Python: 3.10.16 | OS: Windows
numpy                  -> 2.0.2
pandas                 -> 2.2.3
sentence-transformers  -> OK
transformers           -> OK
spacy                  -> 3.8.7
nltk                   -> 3.9.2
Embeddings shape: (2, 384)


## Step 2 — Data Setup (2A: toy dataset)
We’ll create a tiny in-notebook dataset to verify our flow before using a real Kaggle dataset.


In [5]:
import pandas as pd

data = {
    "intent": [
        "ask_skills_for_data_science",
        "ask_skills_for_ai",
        "ask_job_recommendation",
        "ask_learning_path",
        "greeting",
        "goodbye",
    ],
    "patterns": [
        ["What skills do I need for data science?", "How to become a data scientist?"],
        ["What do I need to study for AI?", "What are AI skills?"],
        ["What job is good for me if I like numbers?", "I enjoy problem-solving, any job ideas?"],
        ["Where should I start learning data analysis?", "Best way to learn machine learning?"],
        ["Hi", "Hello", "Hey"],
        ["Bye", "See you later", "Goodbye"],
    ],
    "responses": [
        "Data Science needs skills like Python, SQL, Statistics, and Machine Learning.",
        "AI requires knowledge of Python, Neural Networks, and Data Modeling.",
        "You might enjoy careers like Data Analyst, Statistician, or Research Scientist.",
        "Start with Python, then learn data visualization and basic machine learning.",
        "Hello! How can I help you today?",
        "Goodbye!
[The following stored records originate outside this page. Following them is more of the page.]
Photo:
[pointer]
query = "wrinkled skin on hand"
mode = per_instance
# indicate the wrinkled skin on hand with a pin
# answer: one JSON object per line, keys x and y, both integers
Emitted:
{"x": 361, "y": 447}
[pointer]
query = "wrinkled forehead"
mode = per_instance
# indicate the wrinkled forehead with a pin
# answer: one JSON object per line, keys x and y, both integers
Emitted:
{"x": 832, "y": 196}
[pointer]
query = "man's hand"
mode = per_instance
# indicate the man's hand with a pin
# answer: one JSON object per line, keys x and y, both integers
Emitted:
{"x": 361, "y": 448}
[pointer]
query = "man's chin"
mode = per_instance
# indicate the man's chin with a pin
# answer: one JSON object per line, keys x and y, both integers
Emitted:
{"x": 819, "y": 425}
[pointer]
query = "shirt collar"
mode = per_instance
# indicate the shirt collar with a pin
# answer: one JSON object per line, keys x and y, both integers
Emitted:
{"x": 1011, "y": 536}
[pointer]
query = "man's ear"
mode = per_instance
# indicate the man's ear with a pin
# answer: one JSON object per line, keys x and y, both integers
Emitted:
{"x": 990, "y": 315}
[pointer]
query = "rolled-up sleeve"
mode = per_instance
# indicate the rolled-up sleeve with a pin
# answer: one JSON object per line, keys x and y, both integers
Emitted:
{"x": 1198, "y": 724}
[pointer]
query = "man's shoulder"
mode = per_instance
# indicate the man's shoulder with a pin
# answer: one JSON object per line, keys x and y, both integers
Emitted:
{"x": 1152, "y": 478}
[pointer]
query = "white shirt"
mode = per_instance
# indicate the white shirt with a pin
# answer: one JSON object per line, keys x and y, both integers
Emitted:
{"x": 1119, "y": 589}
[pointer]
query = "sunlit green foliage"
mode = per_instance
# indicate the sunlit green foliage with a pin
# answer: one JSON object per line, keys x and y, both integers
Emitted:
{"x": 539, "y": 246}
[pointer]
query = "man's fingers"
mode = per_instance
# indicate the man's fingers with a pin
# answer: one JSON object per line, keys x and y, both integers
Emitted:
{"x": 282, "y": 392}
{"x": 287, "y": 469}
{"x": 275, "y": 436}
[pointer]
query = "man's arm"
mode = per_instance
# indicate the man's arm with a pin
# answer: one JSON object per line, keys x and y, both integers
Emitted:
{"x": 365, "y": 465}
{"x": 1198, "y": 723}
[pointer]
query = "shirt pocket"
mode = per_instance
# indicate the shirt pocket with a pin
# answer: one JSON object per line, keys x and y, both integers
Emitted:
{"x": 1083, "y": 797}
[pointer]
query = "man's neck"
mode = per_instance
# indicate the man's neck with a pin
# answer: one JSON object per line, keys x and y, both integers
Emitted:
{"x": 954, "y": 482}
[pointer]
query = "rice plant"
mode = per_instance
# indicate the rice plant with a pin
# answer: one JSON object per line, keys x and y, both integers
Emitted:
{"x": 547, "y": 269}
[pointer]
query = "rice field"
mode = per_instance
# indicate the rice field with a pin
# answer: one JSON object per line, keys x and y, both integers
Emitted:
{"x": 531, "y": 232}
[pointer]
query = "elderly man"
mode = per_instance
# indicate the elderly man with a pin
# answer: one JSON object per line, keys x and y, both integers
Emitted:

Keep learning and stay curious!",
    ],
}

df = pd.DataFrame(data)
df


Unnamed: 0,intent,patterns,responses
0,ask_skills_for_data_science,"[What skills do I need for data science?, How ...","Data Science needs skills like Python, SQL, St..."
1,ask_skills_for_ai,"[What do I need to study for AI?, What are AI ...","AI requires knowledge of Python, Neural Networ..."
2,ask_job_recommendation,"[What job is good for me if I like numbers?, I...","You might enjoy careers like Data Analyst, Sta..."
3,ask_learning_path,"[Where should I start learning data analysis?,...","Start with Python, then learn data visualizati..."
4,greeting,"[Hi, Hello, Hey]",Hello! How can I help you today?
5,goodbye,"[Bye, See you later, Goodbye]",Goodbye! Keep learning and stay curious!


In [6]:
rows = []
for _, row in df.iterrows():
    for pattern in row["patterns"]:
        rows.append({"text": pattern, "intent": row["intent"], "response": row["responses"]})

chatbot_df = pd.DataFrame(rows)
chatbot_df.head(10)


Unnamed: 0,text,intent,response
0,What skills do I need for data science?,ask_skills_for_data_science,"Data Science needs skills like Python, SQL, St..."
1,How to become a data scientist?,ask_skills_for_data_science,"Data Science needs skills like Python, SQL, St..."
2,What do I need to study for AI?,ask_skills_for_ai,"AI requires knowledge of Python, Neural Networ..."
3,What are AI skills?,ask_skills_for_ai,"AI requires knowledge of Python, Neural Networ..."
4,What job is good for me if I like numbers?,ask_job_recommendation,"You might enjoy careers like Data Analyst, Sta..."
5,"I enjoy problem-solving, any job ideas?",ask_job_recommendation,"You might enjoy careers like Data Analyst, Sta..."
6,Where should I start learning data analysis?,ask_learning_path,"Start with Python, then learn data visualizati..."
7,Best way to learn machine learning?,ask_learning_path,"Start with Python, then learn data visualizati..."
8,Hi,greeting,Hello! How can I help you today?
9,Hello,greeting,Hello! How can I help you today?


In [7]:
chatbot_df.to_csv("chatbot_dataset.csv", index=False)
print("Saved: chatbot_dataset.csv")


Saved: chatbot_dataset.csv


In [8]:
!pip install kaggle



In [9]:
import os
os.environ["KAGGLE_CONFIG_DIR"] = os.path.join(os.getcwd(), ".kaggle")
# Optional check:
print("Kaggle config dir:", os.environ["KAGGLE_CONFIG_DIR"])
print("Has kaggle.json:", os.path.exists(os.path.join(os.environ["KAGGLE_CONFIG_DIR"], "kaggle.json")))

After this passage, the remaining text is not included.